Acredito que o “problema da pirataria” terminará não com a caça à pirataria em si, mas sim quando as editoras deixarem de se preocupar com ela e se preocuparem mais com os clientes. Impedir a pirataria é como remar contra a maré. Muitos dos que distribuem conteúdo tem uma ideologia e filosofia muito forte por trás de suas ações (não vou discuti-las aqui) e não serão convencidos de que fazem algo errado. Na Suécia, isso virou até religião! Usar leis mais rígidas contra essa onda resulta em projetos como o SOPA (sou absolutamente contra e espero que você também seja). E esses “piratas” estão muito dispostos a irem até o fim, planejando até mesmo lançar satélites para driblar a vigilância que os ameaça e desenvolverem uma outra “Internet”.

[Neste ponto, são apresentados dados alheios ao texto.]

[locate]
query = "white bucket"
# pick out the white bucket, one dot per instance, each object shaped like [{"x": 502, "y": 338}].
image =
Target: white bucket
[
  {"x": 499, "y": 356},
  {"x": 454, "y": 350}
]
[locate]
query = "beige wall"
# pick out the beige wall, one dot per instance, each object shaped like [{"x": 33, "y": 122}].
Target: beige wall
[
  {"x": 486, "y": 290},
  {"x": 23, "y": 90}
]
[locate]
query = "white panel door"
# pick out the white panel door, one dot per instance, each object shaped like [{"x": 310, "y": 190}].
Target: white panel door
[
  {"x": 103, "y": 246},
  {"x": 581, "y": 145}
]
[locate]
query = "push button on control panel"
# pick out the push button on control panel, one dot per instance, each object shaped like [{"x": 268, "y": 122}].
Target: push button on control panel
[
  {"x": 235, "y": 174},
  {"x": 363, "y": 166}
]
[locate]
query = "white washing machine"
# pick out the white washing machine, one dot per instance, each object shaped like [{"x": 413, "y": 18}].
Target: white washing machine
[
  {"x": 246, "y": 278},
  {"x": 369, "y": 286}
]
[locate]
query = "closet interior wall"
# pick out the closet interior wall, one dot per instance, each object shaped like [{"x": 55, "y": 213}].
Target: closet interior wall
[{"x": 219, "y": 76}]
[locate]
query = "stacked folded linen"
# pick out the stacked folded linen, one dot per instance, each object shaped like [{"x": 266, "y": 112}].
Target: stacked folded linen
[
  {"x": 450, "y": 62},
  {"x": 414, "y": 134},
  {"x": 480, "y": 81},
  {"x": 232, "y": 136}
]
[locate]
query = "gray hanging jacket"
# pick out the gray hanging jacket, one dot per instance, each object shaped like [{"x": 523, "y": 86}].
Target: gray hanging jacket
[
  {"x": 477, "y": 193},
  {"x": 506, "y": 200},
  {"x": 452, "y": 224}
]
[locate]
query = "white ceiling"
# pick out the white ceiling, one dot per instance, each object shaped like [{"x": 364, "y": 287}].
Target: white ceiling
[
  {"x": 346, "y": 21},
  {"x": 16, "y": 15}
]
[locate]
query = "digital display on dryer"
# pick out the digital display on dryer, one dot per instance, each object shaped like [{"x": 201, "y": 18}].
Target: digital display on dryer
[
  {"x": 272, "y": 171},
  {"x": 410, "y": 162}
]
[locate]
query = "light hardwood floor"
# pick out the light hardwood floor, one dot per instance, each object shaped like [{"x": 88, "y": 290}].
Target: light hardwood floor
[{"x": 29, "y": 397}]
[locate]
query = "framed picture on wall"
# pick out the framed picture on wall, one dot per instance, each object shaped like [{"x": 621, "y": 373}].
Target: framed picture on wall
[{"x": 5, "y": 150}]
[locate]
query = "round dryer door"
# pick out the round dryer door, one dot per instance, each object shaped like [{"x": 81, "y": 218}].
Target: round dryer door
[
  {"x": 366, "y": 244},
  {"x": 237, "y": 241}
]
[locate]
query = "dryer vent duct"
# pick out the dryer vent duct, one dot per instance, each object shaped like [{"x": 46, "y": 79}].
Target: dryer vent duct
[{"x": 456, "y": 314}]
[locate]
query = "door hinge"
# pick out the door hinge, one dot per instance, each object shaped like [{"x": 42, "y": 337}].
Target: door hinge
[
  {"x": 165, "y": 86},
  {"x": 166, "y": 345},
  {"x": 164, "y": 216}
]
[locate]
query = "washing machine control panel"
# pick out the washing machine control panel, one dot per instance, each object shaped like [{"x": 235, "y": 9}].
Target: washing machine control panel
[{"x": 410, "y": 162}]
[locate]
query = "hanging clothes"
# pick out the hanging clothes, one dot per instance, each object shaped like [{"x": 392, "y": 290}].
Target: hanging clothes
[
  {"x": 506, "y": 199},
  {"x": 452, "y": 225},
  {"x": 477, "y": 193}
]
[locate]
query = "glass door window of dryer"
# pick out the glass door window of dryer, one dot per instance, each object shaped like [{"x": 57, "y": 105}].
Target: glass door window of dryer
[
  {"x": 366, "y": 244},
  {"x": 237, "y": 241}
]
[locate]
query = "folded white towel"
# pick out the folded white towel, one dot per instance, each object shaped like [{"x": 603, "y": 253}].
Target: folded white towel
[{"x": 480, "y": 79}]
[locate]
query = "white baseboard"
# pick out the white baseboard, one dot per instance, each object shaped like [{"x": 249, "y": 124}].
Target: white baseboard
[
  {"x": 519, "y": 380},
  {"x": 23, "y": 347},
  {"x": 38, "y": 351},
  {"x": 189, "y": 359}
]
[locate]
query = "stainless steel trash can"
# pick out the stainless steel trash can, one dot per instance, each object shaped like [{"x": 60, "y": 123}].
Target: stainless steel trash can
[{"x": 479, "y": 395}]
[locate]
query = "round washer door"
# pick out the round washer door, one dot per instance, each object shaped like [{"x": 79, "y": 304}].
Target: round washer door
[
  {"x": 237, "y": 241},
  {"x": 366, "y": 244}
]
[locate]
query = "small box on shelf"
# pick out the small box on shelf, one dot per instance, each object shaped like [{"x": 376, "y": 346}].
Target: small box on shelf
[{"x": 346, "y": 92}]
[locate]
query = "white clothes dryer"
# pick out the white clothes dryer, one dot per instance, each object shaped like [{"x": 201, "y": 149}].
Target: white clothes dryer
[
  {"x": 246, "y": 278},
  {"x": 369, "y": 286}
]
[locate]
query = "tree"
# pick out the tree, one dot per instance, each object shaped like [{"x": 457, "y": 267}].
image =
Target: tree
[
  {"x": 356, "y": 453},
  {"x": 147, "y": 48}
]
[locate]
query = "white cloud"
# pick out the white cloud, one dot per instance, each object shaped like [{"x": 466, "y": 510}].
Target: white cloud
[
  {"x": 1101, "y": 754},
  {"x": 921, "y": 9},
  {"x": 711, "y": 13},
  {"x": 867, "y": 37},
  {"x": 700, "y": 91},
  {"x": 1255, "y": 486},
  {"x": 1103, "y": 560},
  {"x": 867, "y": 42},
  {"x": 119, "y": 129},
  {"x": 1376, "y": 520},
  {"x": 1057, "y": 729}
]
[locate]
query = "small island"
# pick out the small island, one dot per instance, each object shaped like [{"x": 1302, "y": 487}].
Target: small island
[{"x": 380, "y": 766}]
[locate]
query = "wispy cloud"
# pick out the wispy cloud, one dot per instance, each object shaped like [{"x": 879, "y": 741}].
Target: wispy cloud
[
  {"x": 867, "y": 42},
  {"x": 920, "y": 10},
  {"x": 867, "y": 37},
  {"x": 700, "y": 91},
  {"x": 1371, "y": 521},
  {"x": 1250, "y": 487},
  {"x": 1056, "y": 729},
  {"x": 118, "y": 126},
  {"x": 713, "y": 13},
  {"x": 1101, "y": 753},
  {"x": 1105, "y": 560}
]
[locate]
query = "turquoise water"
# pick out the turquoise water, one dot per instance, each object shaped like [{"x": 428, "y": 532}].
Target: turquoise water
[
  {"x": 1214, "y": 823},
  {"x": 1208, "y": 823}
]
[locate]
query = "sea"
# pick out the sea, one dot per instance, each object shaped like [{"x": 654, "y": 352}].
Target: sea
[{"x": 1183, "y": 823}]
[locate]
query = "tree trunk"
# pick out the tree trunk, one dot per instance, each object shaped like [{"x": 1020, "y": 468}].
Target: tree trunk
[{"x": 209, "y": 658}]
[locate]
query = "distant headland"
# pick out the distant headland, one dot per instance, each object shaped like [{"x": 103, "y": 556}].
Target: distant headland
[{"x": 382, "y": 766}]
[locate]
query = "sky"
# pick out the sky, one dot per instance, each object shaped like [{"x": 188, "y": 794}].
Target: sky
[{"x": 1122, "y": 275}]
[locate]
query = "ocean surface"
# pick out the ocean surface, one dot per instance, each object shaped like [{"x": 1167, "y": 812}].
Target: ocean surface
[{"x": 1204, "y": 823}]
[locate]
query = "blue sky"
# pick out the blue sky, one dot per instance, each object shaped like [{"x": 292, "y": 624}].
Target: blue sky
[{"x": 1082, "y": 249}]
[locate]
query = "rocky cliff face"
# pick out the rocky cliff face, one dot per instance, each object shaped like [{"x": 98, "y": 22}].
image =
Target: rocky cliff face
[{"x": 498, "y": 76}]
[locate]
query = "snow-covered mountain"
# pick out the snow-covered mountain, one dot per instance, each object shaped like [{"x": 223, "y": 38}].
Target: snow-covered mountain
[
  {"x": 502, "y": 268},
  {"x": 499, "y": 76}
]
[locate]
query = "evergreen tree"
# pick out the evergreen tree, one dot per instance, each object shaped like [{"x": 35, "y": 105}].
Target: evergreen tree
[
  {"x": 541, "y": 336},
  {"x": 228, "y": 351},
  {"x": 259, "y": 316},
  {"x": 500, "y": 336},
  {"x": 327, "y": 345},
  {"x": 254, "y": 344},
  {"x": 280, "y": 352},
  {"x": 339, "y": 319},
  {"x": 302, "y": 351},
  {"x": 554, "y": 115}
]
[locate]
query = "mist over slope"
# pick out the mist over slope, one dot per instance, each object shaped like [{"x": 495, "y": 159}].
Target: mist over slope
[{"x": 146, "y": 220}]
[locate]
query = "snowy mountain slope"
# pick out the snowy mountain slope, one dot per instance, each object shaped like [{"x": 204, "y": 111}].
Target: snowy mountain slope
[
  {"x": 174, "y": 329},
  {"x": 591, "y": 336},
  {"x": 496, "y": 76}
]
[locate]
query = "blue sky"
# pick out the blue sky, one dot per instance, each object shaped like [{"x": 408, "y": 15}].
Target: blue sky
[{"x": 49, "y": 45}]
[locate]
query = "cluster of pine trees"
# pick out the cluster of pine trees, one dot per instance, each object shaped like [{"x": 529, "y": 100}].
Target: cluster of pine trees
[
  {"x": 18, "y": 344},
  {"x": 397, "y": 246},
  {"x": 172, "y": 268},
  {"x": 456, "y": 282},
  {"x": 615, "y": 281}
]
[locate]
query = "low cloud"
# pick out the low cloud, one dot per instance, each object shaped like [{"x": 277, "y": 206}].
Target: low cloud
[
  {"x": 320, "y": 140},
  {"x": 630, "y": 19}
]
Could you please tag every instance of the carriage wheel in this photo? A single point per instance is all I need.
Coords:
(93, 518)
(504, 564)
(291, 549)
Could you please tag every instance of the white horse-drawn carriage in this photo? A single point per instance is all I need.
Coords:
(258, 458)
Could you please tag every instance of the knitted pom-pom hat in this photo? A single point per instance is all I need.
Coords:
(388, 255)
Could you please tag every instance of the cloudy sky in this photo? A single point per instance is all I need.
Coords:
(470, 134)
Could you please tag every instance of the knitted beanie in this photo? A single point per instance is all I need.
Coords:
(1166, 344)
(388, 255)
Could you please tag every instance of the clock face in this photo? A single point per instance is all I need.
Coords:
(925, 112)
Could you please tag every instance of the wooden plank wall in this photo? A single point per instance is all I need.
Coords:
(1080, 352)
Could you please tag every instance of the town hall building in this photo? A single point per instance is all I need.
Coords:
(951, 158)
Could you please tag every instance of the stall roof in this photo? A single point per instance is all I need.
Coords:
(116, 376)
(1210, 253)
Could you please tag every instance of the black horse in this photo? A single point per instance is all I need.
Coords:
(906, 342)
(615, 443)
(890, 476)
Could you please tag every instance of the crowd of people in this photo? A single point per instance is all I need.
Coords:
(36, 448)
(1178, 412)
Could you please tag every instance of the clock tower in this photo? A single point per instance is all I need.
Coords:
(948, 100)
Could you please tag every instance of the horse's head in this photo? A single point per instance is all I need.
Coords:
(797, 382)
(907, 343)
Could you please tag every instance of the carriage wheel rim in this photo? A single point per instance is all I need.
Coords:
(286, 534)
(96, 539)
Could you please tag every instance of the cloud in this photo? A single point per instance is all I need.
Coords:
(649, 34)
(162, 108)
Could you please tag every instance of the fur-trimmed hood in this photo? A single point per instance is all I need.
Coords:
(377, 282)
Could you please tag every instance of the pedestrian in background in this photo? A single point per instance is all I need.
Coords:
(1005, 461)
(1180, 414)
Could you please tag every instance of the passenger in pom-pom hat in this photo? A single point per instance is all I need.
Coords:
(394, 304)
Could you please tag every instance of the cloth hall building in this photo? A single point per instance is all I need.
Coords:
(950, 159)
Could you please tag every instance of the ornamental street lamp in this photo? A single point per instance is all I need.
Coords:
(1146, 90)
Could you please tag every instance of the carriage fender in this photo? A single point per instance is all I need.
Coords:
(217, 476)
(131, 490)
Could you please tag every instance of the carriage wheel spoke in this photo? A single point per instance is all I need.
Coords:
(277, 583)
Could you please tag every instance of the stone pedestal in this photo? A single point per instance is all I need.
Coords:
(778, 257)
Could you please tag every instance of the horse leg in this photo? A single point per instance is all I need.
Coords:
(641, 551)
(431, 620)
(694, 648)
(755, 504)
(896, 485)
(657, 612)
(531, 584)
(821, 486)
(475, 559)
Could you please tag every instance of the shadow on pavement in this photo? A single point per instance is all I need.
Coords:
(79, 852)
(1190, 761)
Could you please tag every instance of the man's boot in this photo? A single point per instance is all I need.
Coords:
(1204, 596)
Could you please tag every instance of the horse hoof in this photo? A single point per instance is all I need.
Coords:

Não, não é uma briga interessante de se comprar. Pelo menos não para mim. Vamos olhar para o outro lado.

Se a “pirataria” existe e algumas pessoas a preferem, é porque há uma lacuna, uma brecha que outros preencheram em nosso lugar. Uma delas é a qualidade do serviço. Vamos encarar os fatos. Vimos depoimentos de pessoas comparando os livros digitais originais com os piratas. Isso significa que elas compraram os originais e se DECEPCIONARAM. Reclamações não faltam: DRMs que mais atrapalham do que ajudam (e que não impedem a cópia), design ruim, arquivos em PDF (até eBook em DOC foi mencionado), erros de digitação, problema de revisão (minha empresa mesmo já os cometeu – já mencionei meu teto de vidro?) falta de meta-informações… então, antes de caçar piratas, que tal arrumarmos a casa?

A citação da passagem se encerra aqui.